Colombia’s Proteccion to Invest in Private Equity (Update2)
March 9 (Bloomberg) -- Proteccion SA, Colombia’s second- biggest pension fund, plans to invest 2.4 trillion pesos ($1.3 billion) in private equity in the next two years after reaching the government-set limit on stocks.
Proteccion will boost private equity holdings to 10 percent of its 24 trillion pesos in assets by 2012 from less than 1 percent today, Juan Luis Escobar, the fund’s chief financial officer, said in an interview from his office in Medellin yesterday. Proteccion plans to stop buying stocks after they grew to 40 percent of its holdings, the maximum allowed, following a 53 percent gain for Colombia’s IGBC Index last year.
Colombian pension funds are boosting private equity investments to take advantage of a surge in government infrastructure spending aimed at helping pull the South American country out of its first recession in a decade. Buyout funds from Darby Overseas Investments Ltd and Brookfield Asset Management Inc. are moving into the country and the government said a year ago that it would set up a $500 million fund.
“We can’t buy more stocks, so private equity is the most exciting thing right now,” said Escobar, 45. “We are looking at infrastructure funds that invest in highways, water treatment, waste and airports.”
Proteccion plans to spend half its private equity money on international funds and use the rest for Colombia-focused investments, Escobar said.
Economic Recovery
Central bankers say the economy is recovering and they predict it will expand as much as 3 percent in 2010. Last year’s recession followed six years of growth that averaged 5.3 percent as President Alvaro Uribe’s success in curbing violence and pushing back drug-funded rebels attracted almost $50 billion in foreign direct investment since he took office in 2002.
The central bank will raise its overnight lending rate to 5 percent by year-end from a record low of 3.5 percent to prevent growth from fueling faster inflation, according to the weighted average of six economists’ forecasts in a Bloomberg survey.
Pension funds are moving into private equity after driving up stock prices, said Eric Conrads, a hedge fund manager at Mexico City-based Armada Capital SA and former chief investment officer for Chile’s AFP Santa Maria pension fund. The IGBC Index has climbed 83 percent from a two-year low in October 2008, pushing its valuation to 27.5 times the reported earnings of its companies, the highest in Latin America, according to data compiled by Bloomberg. The index fell 0.4 percent to 11,852.19.
‘Very Expensive’
“Colombia’s biggest stocks have gotten very expensive,” said Conrads.
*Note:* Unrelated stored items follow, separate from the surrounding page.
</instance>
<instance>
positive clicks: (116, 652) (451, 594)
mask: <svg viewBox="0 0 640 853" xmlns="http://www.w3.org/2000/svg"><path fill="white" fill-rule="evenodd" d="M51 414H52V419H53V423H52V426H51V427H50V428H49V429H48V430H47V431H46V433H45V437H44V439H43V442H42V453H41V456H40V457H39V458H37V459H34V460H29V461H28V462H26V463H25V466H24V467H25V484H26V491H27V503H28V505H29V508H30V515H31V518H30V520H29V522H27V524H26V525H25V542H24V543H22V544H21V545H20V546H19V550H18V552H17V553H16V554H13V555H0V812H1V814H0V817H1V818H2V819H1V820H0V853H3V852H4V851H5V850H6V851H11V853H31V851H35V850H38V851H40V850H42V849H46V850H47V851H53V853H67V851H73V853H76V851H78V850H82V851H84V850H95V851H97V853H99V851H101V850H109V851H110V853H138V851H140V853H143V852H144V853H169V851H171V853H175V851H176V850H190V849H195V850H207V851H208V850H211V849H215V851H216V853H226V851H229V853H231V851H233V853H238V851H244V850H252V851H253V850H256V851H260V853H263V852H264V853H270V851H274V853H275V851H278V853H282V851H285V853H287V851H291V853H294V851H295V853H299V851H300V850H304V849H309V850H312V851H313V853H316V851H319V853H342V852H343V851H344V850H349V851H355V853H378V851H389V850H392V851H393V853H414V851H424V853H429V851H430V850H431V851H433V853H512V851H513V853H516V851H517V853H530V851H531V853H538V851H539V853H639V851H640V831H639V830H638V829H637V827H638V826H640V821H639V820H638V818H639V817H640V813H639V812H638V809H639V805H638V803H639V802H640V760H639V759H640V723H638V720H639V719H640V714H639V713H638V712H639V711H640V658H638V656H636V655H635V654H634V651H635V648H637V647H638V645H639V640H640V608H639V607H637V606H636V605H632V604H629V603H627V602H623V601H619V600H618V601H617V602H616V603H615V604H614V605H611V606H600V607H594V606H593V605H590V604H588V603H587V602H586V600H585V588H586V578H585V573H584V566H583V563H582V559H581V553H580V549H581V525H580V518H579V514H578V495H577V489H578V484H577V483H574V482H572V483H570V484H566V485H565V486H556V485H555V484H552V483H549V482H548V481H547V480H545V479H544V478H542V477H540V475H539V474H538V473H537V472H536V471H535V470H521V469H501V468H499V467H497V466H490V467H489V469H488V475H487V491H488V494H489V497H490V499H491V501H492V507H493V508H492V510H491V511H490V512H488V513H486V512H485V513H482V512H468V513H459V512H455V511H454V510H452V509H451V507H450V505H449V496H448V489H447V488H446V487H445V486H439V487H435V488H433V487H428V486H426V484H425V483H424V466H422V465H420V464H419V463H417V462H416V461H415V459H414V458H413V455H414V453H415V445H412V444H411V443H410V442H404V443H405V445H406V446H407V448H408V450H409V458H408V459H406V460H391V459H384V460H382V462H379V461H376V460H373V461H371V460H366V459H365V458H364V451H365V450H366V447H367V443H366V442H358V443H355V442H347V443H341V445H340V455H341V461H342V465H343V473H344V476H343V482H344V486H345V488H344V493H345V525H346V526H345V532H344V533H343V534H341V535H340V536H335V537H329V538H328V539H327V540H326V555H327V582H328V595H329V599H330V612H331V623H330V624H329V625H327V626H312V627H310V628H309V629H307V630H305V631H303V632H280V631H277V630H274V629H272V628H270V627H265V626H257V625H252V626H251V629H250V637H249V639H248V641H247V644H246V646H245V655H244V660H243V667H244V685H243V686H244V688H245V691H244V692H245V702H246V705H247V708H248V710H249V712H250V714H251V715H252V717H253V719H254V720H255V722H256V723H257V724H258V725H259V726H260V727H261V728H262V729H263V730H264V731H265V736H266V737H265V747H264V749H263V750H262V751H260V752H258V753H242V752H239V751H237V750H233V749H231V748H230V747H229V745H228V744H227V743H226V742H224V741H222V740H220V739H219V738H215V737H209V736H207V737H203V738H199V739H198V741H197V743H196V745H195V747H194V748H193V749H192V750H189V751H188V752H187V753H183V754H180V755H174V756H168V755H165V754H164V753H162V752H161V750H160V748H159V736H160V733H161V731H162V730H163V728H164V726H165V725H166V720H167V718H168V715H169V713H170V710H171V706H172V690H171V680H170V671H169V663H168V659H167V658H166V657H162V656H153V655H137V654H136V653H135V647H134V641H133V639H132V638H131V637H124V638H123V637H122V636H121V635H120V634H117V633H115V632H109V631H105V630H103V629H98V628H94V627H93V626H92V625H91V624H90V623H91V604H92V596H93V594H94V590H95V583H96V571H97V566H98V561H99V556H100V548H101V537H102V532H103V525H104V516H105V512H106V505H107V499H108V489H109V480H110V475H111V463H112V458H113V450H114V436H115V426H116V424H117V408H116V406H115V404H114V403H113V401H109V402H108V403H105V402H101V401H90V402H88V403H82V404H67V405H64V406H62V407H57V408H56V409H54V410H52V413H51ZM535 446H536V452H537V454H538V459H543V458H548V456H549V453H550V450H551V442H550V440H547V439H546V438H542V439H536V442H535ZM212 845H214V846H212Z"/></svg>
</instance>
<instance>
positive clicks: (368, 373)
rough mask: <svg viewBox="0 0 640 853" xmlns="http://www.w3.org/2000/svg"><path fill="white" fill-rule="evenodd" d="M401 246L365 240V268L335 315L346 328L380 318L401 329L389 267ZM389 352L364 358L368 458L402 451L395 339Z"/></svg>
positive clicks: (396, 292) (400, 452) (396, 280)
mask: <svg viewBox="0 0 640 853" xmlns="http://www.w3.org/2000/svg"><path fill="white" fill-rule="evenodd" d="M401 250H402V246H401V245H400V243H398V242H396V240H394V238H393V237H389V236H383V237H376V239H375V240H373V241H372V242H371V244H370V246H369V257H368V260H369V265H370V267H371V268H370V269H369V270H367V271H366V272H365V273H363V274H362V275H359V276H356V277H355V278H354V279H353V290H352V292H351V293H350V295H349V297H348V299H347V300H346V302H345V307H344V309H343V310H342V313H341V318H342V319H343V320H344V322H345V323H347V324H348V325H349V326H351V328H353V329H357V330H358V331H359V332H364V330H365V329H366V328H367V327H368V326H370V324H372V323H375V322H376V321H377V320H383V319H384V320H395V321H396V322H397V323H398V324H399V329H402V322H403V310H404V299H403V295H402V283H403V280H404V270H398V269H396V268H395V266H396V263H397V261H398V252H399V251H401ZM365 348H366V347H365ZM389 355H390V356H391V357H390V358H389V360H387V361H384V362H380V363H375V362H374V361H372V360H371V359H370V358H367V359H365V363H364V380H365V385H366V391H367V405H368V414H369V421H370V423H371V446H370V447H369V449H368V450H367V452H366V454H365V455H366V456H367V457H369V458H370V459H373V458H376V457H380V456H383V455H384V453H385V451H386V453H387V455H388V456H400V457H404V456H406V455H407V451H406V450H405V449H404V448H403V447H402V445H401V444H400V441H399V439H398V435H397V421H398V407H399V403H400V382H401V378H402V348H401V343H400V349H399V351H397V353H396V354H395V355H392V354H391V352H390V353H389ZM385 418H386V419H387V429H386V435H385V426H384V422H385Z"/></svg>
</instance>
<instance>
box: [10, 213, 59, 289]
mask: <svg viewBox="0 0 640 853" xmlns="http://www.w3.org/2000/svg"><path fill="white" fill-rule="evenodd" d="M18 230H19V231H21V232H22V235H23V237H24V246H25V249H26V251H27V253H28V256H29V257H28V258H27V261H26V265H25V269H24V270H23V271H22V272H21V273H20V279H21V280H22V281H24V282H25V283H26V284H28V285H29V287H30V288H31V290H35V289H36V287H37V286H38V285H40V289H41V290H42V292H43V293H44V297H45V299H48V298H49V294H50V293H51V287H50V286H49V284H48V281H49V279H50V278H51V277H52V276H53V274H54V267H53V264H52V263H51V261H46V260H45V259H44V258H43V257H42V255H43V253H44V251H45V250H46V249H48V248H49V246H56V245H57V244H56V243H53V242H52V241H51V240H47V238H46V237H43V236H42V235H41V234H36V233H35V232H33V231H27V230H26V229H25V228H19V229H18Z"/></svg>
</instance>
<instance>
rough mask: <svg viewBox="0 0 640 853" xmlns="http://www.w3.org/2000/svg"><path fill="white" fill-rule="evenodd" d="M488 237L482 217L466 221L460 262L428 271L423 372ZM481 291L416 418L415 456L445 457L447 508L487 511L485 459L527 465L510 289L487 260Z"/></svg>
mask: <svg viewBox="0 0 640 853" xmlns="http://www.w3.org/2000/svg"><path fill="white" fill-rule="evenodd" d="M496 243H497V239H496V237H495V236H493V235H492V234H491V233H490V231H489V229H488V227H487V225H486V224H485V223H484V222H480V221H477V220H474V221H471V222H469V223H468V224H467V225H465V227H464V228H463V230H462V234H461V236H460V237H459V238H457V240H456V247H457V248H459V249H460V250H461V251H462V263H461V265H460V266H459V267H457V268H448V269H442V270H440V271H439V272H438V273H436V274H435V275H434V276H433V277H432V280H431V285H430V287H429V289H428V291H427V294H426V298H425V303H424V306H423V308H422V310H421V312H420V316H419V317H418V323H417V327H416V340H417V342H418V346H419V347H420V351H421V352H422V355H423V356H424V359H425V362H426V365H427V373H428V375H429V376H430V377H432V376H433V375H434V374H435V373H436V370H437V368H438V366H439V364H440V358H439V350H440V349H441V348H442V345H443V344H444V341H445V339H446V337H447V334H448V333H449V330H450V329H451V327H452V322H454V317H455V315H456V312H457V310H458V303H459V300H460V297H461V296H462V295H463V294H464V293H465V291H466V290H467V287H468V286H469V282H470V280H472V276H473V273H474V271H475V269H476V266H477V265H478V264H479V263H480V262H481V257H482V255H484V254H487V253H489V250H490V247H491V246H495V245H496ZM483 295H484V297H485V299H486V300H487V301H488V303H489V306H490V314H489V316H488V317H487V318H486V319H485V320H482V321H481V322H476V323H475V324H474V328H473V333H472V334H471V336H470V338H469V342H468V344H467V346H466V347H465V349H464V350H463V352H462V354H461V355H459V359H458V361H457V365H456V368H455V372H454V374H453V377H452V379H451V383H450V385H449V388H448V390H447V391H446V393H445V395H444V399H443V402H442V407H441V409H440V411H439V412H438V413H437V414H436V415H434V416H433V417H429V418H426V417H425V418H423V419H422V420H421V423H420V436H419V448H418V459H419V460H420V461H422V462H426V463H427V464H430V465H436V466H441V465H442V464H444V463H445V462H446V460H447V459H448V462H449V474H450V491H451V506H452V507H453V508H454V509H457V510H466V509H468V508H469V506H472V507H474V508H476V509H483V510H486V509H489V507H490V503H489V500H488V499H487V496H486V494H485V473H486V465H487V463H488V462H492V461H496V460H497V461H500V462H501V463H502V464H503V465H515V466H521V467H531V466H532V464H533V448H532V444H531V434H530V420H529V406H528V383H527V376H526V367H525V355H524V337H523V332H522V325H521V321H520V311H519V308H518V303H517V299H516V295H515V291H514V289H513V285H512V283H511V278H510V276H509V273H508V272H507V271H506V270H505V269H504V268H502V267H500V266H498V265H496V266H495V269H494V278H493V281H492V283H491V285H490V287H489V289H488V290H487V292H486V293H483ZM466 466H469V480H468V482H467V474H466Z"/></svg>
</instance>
While price-to-earnings ratios in other countries may be cheaper, Escobar said pension funds prefer to buy Colombian shares because of their familiarity with the companies.
Proteccion can keep its current stock investments even if a rally pushes their value to more than 40 percent of its assets because the fund can exceed the regulatory limit based on price appreciation for two years, Escobar said.
Legislation approved by Congress last year will probably ease the rules on buying shares, he said. Neighboring Brazil pared restrictions on pension funds in 2009, boosting the limit on non-fixed income investments to 70 percent from 50 percent.
Proteccion, which is listed on the Bogota exchange, fell 2 percent to 49,500 pesos on March 5, the last time it traded. The stock is down 14 percent this year after climbing 66 percent in 2009. The shares have traded on fewer than 10 days this year.
Darby Overseas Investments, the private equity unit of San Mateo, California-based Franklin Resources Inc., plans to raise $300 million over the next year for a fund that will focus on investing in Colombian infrastructure, according to fund chief Jorge Castellanos. Toronto-based Brookfield Asset Management set up a $400 million infrastructure fund and Bogota-based Nexus Capital Partners SA raised $54 million at the end of last year for an infrastructure private equity fund.